I’m not ready, not after that. Mrs. Mayhew has something to work through, a mystery of her own, much deeper than ours. A solitary question that can never be adjudicated, any answers she might find in this life impossible to validate. I know something about that, and what it can do to a person.

So I push on with a nod. This wing of the church is new to me, a long linoleum-lined hallway with classroom doors on either side. It could pass for a high school except for the Bible verses painted on the walls and the framed portraits of robed and bearded men, heroes of the faith presented in a sentimental neo-Victorian soft focus. I glance into a couple of empty classrooms, noting folding tables and stackable chairs, the space flooded by afternoon light.

At the end of the hallway, Cavallo pushes through a set of double doors, holding one open for me. We pass into a larger classroom, where the office-building suspended ceiling has been torn out, the exposed trusses painted black. Past a sea of now-empty couches, a group of thirty or forty teenagers sits in a semicircle around a raised stage. Carter Robb is up there, a tiny book dangling from one hand, a trap set and amplifiers and a couple of guitars on stands behind him.
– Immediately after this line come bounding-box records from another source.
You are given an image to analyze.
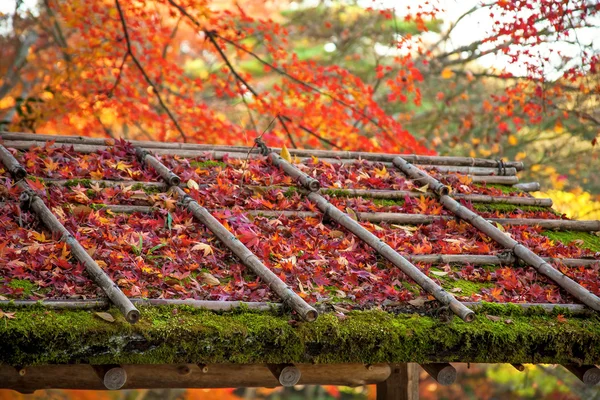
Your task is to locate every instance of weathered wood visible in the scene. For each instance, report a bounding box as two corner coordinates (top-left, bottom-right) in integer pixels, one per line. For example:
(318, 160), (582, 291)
(0, 298), (591, 315)
(0, 132), (524, 171)
(0, 298), (282, 311)
(267, 364), (302, 387)
(38, 178), (552, 207)
(77, 205), (600, 232)
(307, 192), (475, 322)
(316, 157), (517, 176)
(136, 148), (318, 321)
(513, 182), (541, 192)
(0, 364), (390, 393)
(6, 141), (519, 181)
(394, 157), (600, 311)
(563, 364), (600, 386)
(377, 363), (419, 400)
(92, 365), (127, 390)
(268, 152), (321, 192)
(0, 145), (140, 324)
(419, 363), (456, 386)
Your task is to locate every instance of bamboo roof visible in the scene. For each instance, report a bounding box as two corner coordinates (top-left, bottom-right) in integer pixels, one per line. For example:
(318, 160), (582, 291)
(0, 133), (600, 387)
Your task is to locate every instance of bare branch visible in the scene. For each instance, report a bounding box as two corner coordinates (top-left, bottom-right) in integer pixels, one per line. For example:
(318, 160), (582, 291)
(113, 0), (187, 142)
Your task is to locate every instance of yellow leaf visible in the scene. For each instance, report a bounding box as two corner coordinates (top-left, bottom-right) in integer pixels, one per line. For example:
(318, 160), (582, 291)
(192, 243), (213, 257)
(554, 121), (565, 133)
(441, 68), (454, 79)
(280, 144), (292, 163)
(346, 207), (358, 221)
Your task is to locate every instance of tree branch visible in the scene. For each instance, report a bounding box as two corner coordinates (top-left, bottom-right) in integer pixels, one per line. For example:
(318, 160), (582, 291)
(111, 0), (187, 142)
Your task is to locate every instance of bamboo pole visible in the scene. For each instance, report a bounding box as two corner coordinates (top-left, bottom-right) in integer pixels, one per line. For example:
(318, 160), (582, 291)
(136, 148), (318, 321)
(70, 205), (600, 232)
(0, 298), (592, 315)
(5, 141), (519, 185)
(0, 363), (391, 393)
(0, 298), (281, 312)
(269, 151), (475, 322)
(563, 364), (600, 386)
(267, 364), (302, 387)
(0, 132), (524, 171)
(513, 182), (541, 192)
(419, 363), (456, 386)
(36, 177), (552, 207)
(394, 157), (600, 311)
(268, 152), (321, 192)
(0, 145), (140, 324)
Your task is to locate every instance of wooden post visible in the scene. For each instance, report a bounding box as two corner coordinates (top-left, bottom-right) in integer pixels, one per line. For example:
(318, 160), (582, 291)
(267, 364), (302, 387)
(92, 365), (127, 390)
(377, 363), (419, 400)
(563, 364), (600, 386)
(420, 363), (456, 386)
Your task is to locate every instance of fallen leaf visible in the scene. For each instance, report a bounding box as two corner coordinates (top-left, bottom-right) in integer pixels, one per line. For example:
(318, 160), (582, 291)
(485, 314), (502, 322)
(408, 297), (429, 307)
(415, 183), (429, 193)
(346, 207), (358, 221)
(280, 144), (292, 164)
(329, 230), (344, 238)
(187, 179), (200, 190)
(333, 304), (350, 313)
(440, 68), (454, 79)
(0, 310), (16, 319)
(94, 312), (115, 322)
(191, 243), (214, 257)
(200, 272), (221, 286)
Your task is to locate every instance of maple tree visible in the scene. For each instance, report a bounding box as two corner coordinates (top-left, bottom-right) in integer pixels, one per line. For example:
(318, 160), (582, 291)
(0, 0), (599, 175)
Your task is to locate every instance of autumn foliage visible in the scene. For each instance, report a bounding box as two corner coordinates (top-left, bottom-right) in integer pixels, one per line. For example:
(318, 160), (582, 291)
(0, 0), (600, 180)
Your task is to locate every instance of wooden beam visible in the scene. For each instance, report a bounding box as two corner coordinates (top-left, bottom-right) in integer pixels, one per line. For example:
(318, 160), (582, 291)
(377, 363), (419, 400)
(420, 363), (456, 386)
(267, 364), (302, 387)
(0, 132), (524, 171)
(563, 364), (600, 386)
(0, 364), (391, 393)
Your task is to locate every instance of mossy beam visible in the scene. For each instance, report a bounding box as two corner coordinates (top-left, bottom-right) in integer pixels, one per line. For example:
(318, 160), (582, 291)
(0, 305), (600, 366)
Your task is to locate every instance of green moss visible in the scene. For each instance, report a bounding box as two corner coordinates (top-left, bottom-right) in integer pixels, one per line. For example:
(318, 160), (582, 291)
(8, 279), (38, 299)
(473, 203), (553, 213)
(442, 279), (494, 296)
(542, 231), (600, 251)
(190, 160), (227, 169)
(0, 304), (600, 365)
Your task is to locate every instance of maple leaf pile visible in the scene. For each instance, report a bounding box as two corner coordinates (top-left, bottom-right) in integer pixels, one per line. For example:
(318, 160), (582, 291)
(0, 141), (600, 308)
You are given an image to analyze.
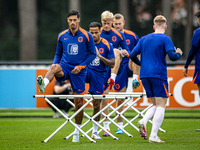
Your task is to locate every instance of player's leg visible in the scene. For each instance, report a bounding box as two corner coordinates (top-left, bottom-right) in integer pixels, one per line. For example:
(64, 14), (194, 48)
(129, 56), (140, 89)
(197, 84), (200, 97)
(138, 78), (156, 140)
(100, 88), (110, 136)
(149, 78), (169, 143)
(86, 68), (105, 139)
(149, 97), (167, 143)
(92, 99), (101, 140)
(116, 87), (126, 134)
(47, 98), (59, 118)
(37, 64), (64, 93)
(72, 92), (83, 142)
(71, 69), (87, 142)
(108, 48), (122, 90)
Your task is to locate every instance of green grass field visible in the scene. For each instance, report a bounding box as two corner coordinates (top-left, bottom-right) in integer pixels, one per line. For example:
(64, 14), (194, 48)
(0, 110), (200, 150)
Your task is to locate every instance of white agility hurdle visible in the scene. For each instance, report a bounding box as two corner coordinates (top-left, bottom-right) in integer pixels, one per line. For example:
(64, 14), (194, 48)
(33, 92), (166, 143)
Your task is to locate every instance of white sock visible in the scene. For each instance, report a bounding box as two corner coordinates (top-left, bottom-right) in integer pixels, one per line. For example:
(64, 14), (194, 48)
(143, 105), (156, 126)
(103, 121), (110, 131)
(110, 73), (117, 81)
(117, 122), (123, 129)
(93, 121), (99, 133)
(133, 74), (138, 81)
(150, 107), (165, 139)
(43, 78), (49, 86)
(74, 124), (81, 134)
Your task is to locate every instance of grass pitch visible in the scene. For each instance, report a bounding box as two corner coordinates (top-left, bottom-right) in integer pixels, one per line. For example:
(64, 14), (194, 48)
(0, 109), (200, 150)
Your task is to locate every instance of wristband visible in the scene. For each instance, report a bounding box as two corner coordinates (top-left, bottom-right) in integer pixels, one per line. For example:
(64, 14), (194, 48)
(63, 84), (67, 88)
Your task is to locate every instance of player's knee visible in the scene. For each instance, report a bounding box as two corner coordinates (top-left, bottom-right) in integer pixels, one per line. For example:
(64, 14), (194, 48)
(75, 100), (83, 110)
(93, 103), (100, 112)
(50, 64), (62, 73)
(114, 48), (121, 58)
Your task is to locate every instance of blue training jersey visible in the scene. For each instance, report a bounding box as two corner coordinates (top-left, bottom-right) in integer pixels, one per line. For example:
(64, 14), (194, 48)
(88, 38), (115, 72)
(191, 28), (200, 69)
(100, 28), (130, 54)
(53, 27), (96, 68)
(122, 29), (139, 63)
(134, 33), (175, 81)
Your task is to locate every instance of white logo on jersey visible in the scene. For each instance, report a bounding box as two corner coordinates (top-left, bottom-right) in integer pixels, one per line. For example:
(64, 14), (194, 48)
(67, 43), (78, 55)
(90, 57), (100, 66)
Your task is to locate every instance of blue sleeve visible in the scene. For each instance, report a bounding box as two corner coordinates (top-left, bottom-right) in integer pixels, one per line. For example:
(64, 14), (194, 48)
(120, 33), (130, 54)
(167, 50), (181, 61)
(129, 50), (141, 66)
(79, 33), (97, 66)
(107, 43), (115, 59)
(53, 37), (63, 64)
(185, 45), (198, 68)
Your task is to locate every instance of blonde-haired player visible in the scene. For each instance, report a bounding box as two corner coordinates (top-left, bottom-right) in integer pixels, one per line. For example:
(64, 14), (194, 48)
(113, 13), (140, 134)
(101, 11), (130, 136)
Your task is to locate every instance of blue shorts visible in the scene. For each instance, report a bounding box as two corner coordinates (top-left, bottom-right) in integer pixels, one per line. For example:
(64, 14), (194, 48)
(55, 63), (87, 94)
(115, 63), (133, 91)
(85, 68), (105, 95)
(141, 78), (169, 98)
(192, 69), (200, 84)
(103, 67), (111, 90)
(104, 62), (123, 90)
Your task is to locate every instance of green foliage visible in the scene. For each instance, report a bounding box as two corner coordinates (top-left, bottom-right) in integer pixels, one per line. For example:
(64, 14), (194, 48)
(0, 118), (200, 150)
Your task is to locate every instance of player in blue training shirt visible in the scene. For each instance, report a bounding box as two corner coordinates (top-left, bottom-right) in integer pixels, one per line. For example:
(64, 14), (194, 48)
(183, 10), (200, 131)
(113, 13), (140, 134)
(130, 15), (182, 143)
(86, 22), (115, 139)
(37, 10), (96, 142)
(100, 11), (130, 136)
(101, 11), (130, 90)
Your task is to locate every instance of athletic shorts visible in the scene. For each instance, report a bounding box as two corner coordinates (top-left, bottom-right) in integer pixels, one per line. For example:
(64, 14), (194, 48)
(115, 63), (133, 91)
(56, 63), (87, 94)
(192, 69), (200, 84)
(103, 67), (111, 90)
(104, 61), (123, 90)
(141, 78), (169, 98)
(85, 68), (106, 95)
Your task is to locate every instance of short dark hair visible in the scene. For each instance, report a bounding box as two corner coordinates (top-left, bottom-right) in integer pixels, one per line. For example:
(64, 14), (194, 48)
(89, 22), (101, 30)
(67, 10), (80, 18)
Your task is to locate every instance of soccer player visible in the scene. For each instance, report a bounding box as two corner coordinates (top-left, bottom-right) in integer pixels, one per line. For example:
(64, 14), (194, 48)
(86, 22), (115, 139)
(130, 15), (182, 143)
(113, 13), (140, 134)
(183, 10), (200, 131)
(100, 11), (130, 136)
(37, 10), (96, 142)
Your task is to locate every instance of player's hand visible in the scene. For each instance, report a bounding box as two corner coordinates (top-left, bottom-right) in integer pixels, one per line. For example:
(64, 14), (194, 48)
(71, 66), (81, 74)
(183, 68), (188, 77)
(122, 49), (129, 57)
(176, 48), (183, 55)
(95, 47), (100, 57)
(132, 79), (140, 89)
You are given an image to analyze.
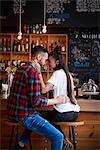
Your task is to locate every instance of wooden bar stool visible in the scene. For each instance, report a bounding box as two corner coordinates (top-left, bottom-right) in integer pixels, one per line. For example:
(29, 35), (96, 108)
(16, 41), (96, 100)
(54, 121), (84, 150)
(3, 120), (32, 150)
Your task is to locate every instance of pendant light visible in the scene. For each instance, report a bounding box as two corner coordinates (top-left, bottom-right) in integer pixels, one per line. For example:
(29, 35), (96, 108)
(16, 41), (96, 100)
(42, 0), (47, 33)
(18, 0), (22, 40)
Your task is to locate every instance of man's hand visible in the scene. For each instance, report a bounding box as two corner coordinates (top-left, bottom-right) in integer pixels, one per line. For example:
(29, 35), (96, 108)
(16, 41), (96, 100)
(56, 95), (66, 104)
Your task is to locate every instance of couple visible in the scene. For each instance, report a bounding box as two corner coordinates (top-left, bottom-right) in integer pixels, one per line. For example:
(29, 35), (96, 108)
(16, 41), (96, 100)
(7, 46), (79, 150)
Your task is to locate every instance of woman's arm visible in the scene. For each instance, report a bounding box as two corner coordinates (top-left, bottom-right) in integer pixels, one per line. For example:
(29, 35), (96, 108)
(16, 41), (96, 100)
(42, 83), (53, 94)
(69, 74), (77, 104)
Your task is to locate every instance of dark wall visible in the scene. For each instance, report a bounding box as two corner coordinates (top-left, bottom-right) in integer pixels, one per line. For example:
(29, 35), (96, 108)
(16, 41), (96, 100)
(0, 0), (100, 32)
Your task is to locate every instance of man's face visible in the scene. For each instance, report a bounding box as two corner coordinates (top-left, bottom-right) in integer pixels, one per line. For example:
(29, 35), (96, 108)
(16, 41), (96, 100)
(39, 53), (48, 66)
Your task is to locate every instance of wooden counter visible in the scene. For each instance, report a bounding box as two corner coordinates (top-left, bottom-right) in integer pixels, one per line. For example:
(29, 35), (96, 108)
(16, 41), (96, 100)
(0, 99), (100, 150)
(0, 99), (100, 112)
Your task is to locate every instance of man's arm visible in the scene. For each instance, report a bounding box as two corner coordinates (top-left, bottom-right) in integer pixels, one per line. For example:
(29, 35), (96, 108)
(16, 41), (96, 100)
(29, 68), (65, 107)
(41, 83), (53, 94)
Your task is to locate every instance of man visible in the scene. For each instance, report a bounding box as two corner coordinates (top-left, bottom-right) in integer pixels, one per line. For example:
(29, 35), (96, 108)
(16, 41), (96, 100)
(7, 46), (65, 150)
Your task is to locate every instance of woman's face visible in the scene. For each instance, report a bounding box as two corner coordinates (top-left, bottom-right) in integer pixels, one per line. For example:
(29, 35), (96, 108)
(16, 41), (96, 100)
(49, 56), (58, 69)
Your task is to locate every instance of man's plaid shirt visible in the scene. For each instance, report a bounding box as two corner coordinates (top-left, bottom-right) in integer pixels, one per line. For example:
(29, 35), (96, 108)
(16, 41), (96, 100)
(7, 63), (48, 121)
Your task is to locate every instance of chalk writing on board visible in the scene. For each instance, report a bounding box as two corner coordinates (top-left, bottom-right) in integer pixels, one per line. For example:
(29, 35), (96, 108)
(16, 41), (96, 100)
(46, 0), (71, 24)
(68, 33), (100, 71)
(76, 0), (100, 12)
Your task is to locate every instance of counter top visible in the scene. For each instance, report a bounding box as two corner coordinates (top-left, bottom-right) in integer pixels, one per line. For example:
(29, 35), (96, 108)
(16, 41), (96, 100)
(0, 98), (100, 112)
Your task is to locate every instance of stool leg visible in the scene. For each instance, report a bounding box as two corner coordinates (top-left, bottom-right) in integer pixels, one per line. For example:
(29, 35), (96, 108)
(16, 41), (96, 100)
(72, 127), (76, 150)
(69, 126), (72, 142)
(16, 126), (18, 144)
(29, 137), (32, 150)
(9, 126), (15, 150)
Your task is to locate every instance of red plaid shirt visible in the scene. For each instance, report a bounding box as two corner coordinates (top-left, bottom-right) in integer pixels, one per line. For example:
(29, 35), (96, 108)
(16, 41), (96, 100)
(7, 63), (48, 121)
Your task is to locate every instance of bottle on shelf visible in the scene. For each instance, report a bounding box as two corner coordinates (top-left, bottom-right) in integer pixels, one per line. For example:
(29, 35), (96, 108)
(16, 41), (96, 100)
(25, 38), (29, 52)
(0, 38), (3, 52)
(29, 25), (33, 34)
(12, 39), (17, 52)
(17, 40), (21, 52)
(35, 24), (39, 34)
(3, 38), (7, 52)
(7, 38), (11, 52)
(23, 24), (27, 33)
(31, 40), (36, 49)
(32, 24), (36, 34)
(21, 40), (25, 52)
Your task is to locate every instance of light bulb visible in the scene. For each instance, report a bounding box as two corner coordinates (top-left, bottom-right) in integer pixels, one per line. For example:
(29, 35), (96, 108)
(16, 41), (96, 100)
(42, 24), (47, 33)
(17, 32), (22, 40)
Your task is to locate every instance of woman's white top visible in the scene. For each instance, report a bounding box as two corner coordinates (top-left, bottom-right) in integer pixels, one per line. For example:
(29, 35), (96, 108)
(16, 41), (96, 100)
(48, 69), (80, 113)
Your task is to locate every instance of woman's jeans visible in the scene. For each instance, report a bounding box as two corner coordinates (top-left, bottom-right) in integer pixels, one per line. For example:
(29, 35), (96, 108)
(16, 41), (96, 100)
(19, 113), (64, 150)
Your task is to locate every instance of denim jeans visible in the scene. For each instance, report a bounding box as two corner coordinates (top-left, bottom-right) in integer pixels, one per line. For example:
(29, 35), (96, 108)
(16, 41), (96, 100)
(19, 113), (64, 150)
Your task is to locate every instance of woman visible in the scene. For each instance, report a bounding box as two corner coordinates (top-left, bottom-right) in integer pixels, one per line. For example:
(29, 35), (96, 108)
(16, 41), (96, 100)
(42, 47), (80, 121)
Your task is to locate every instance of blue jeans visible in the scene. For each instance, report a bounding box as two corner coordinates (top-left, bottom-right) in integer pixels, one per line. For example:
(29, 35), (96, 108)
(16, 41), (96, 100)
(19, 113), (64, 150)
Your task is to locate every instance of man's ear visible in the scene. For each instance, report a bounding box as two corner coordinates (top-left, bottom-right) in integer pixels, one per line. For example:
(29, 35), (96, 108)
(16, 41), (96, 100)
(37, 54), (41, 61)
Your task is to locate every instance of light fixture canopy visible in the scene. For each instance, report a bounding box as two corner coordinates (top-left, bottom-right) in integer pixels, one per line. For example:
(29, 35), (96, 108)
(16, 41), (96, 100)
(17, 0), (22, 40)
(17, 32), (22, 40)
(42, 0), (47, 33)
(42, 24), (47, 33)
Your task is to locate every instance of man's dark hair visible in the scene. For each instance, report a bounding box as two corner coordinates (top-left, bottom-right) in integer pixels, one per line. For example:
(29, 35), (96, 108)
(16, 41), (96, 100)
(31, 45), (48, 57)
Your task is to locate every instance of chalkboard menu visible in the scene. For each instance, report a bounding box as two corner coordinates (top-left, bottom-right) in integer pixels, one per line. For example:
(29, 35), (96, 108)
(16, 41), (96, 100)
(68, 29), (100, 72)
(46, 0), (100, 27)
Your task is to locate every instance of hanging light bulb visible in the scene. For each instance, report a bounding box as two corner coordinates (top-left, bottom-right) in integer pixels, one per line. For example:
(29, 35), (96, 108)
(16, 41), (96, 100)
(17, 32), (22, 40)
(42, 0), (47, 33)
(17, 0), (22, 40)
(42, 24), (47, 33)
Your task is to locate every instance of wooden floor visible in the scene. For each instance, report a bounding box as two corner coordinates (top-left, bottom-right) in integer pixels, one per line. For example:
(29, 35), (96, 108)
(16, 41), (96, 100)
(0, 101), (100, 150)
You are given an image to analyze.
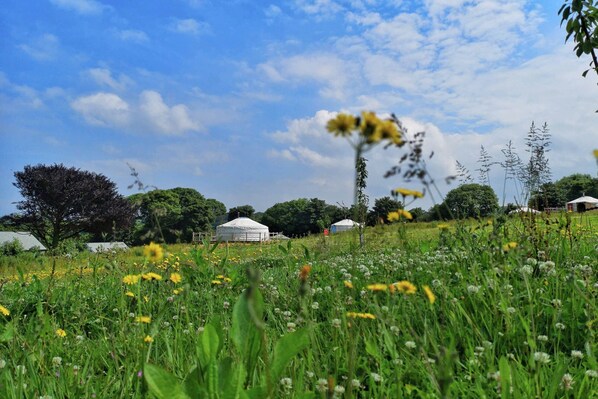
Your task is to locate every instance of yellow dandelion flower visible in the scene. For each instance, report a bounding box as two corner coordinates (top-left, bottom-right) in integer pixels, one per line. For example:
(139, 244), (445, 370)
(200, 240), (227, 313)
(393, 280), (417, 294)
(326, 113), (355, 137)
(123, 274), (140, 285)
(0, 305), (10, 316)
(143, 242), (164, 262)
(169, 273), (183, 284)
(141, 272), (162, 281)
(502, 241), (517, 252)
(423, 285), (436, 305)
(367, 284), (388, 291)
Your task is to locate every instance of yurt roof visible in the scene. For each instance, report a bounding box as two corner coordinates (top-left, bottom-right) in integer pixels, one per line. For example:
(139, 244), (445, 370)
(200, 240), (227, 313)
(85, 241), (129, 252)
(218, 217), (268, 229)
(567, 195), (598, 204)
(332, 219), (359, 226)
(0, 231), (47, 251)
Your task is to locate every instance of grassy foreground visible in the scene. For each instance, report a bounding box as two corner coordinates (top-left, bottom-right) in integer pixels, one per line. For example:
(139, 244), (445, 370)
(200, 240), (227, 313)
(0, 215), (598, 399)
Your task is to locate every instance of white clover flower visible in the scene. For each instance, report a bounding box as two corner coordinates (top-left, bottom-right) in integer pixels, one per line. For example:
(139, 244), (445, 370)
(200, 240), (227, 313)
(534, 352), (550, 364)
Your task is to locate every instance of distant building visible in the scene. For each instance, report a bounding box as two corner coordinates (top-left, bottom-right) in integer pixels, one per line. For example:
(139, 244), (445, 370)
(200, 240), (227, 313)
(85, 241), (129, 252)
(0, 231), (47, 251)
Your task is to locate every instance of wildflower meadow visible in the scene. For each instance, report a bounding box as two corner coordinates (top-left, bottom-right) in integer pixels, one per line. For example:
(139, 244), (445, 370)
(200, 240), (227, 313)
(0, 214), (598, 399)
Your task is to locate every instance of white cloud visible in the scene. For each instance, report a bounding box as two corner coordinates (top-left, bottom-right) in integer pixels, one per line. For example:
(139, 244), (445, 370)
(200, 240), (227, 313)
(113, 29), (149, 43)
(171, 18), (210, 35)
(139, 90), (199, 134)
(50, 0), (107, 15)
(87, 68), (133, 91)
(19, 33), (60, 61)
(71, 92), (130, 127)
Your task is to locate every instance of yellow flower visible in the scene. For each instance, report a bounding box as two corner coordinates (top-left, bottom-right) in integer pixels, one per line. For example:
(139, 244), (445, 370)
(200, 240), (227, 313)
(393, 280), (417, 294)
(141, 272), (162, 281)
(367, 284), (388, 291)
(424, 285), (436, 305)
(0, 305), (10, 316)
(143, 242), (164, 262)
(347, 312), (376, 320)
(392, 188), (424, 198)
(170, 273), (183, 284)
(326, 114), (355, 137)
(123, 274), (140, 285)
(502, 241), (517, 252)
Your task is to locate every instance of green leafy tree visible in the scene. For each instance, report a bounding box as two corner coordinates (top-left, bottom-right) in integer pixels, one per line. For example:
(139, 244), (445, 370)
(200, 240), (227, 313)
(228, 205), (255, 221)
(444, 184), (498, 218)
(559, 0), (598, 77)
(14, 164), (134, 249)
“Let’s wait back here,” Cavallo whispers, motioning toward one of the couches. Glancing around, I spot a table in back stacked with empty pizza boxes and two-liter bottles of Coke and Sprite. We take our seats, and a couple of kids turn to see who’s come in. Robb gives no sign of noticing us, though we’re hard to miss.

Judging from the tone of his voice, the lingering pauses between the words, the way he makes pointed eye contact with first one student then another, his talk has reached its climactic finale. Robb’s style is very different from, say, Rick Villanueva’s, making up for what it lacks in polish with an extra dose of intensity. But then he’s not coaxing ex-convicts with outstanding warrants into a state of mental paralysis; he’s telling a bunch of slouching, dough-faced teens that all God wants from them is justice, mercy, and humility. Justice must be the greatest of these, because it’s justice Robb lingers on – not only justice for ourselves, he insists, but for the strangers among us, for the outcasts.